A Great ADK Gravel Grinder

Riding the gravel paths of the Adirondacks can take you back in time.

By Sue Halpern.

Sure, Alaska has the Ididarod—998 miles of snow, dogs and sleepless fat bike riding—but the Adirondacks, well, the Adirondacks has the Ididaride Gravel Grinder.

In a typical year, the Ididaride offers a mostly mellow 21-mile cycling roller coaster along the back roads of one of the less-well-traveled corners of the 600- acre Adirondack Park—and a 55-miler for roadies. Held at the end of August, it raises money for the Adirondack Mountain Club.

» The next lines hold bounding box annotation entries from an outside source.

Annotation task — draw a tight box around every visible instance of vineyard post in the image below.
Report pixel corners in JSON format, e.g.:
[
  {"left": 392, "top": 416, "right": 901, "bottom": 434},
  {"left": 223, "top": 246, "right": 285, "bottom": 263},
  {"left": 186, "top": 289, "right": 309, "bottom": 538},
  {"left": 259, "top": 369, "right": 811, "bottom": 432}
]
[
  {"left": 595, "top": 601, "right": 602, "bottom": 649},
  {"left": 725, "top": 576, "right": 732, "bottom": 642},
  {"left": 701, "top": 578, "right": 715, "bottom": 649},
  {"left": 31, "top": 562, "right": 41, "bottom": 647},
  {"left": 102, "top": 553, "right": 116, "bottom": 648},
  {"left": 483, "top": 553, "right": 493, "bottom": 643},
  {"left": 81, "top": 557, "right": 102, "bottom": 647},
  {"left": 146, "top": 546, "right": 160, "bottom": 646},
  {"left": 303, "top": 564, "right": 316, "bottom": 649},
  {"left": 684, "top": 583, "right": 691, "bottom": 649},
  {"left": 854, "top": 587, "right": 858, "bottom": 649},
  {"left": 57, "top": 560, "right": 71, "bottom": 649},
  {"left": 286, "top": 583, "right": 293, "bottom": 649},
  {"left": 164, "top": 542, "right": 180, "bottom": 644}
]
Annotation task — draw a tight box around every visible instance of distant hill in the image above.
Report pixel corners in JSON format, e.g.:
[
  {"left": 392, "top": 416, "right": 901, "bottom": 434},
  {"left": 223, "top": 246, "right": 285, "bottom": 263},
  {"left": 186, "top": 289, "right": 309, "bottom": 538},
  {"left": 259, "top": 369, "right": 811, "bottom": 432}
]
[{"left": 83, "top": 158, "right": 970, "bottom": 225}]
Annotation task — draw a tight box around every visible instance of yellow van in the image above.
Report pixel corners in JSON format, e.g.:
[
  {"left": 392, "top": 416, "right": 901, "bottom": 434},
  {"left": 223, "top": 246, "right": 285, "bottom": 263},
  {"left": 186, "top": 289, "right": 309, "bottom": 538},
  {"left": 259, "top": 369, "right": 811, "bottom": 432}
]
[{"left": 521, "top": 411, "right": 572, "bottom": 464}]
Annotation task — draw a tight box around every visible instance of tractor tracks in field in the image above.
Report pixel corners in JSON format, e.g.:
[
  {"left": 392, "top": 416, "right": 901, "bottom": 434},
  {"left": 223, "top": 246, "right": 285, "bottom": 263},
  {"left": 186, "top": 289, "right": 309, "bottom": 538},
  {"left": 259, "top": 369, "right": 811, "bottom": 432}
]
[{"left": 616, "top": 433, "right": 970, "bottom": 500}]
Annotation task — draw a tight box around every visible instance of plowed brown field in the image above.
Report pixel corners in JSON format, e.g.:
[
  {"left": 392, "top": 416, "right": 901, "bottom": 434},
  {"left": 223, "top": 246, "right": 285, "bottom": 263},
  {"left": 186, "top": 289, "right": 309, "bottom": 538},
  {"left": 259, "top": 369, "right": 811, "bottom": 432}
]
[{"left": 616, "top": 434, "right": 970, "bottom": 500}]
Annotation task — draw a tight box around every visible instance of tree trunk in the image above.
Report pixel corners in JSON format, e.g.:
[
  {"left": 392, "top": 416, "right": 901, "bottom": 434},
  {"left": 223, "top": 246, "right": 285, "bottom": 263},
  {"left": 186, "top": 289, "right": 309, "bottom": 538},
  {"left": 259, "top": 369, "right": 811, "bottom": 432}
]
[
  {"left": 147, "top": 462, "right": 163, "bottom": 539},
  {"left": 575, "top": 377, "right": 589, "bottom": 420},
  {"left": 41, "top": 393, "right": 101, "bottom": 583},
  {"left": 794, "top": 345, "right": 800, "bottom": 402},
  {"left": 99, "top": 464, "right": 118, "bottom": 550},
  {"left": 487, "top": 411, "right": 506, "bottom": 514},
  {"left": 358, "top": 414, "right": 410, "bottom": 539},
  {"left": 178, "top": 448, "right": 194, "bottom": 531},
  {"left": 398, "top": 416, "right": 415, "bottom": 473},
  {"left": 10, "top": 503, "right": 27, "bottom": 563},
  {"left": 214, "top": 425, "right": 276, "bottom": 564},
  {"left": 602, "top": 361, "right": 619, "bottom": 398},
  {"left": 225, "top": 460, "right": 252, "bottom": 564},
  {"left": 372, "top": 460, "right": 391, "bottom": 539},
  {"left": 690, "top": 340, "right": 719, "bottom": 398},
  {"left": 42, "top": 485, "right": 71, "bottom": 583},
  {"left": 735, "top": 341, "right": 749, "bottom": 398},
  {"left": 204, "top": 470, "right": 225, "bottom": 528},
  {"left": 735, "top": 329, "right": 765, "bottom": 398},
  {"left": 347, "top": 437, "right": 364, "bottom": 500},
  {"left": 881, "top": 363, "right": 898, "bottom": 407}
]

In this atypical year, the club made it a DYI event, encouraging participants to head out on their own at any time during the summer. So, on a day in July, when the temperature approached, and then topped, 90 degrees, I drove to the town of Riparius, on the banks of the Hudson, to begin the ride. Riparius is not where the official loop starts, but I was thinking ahead, to the cool river washing over my hot feet, 21 miles in the future. Near where I parked at Riverside Station, an early 20th century railroad depot, now on the National Register of Historic Places, there is a path that drops down to a perfect riparian perch.

Not long ago, when a tourist train ran from Riverside to the town of North Creek, eight miles away, there was an annual “beat the train” running race along River Road, and it was that route I was following.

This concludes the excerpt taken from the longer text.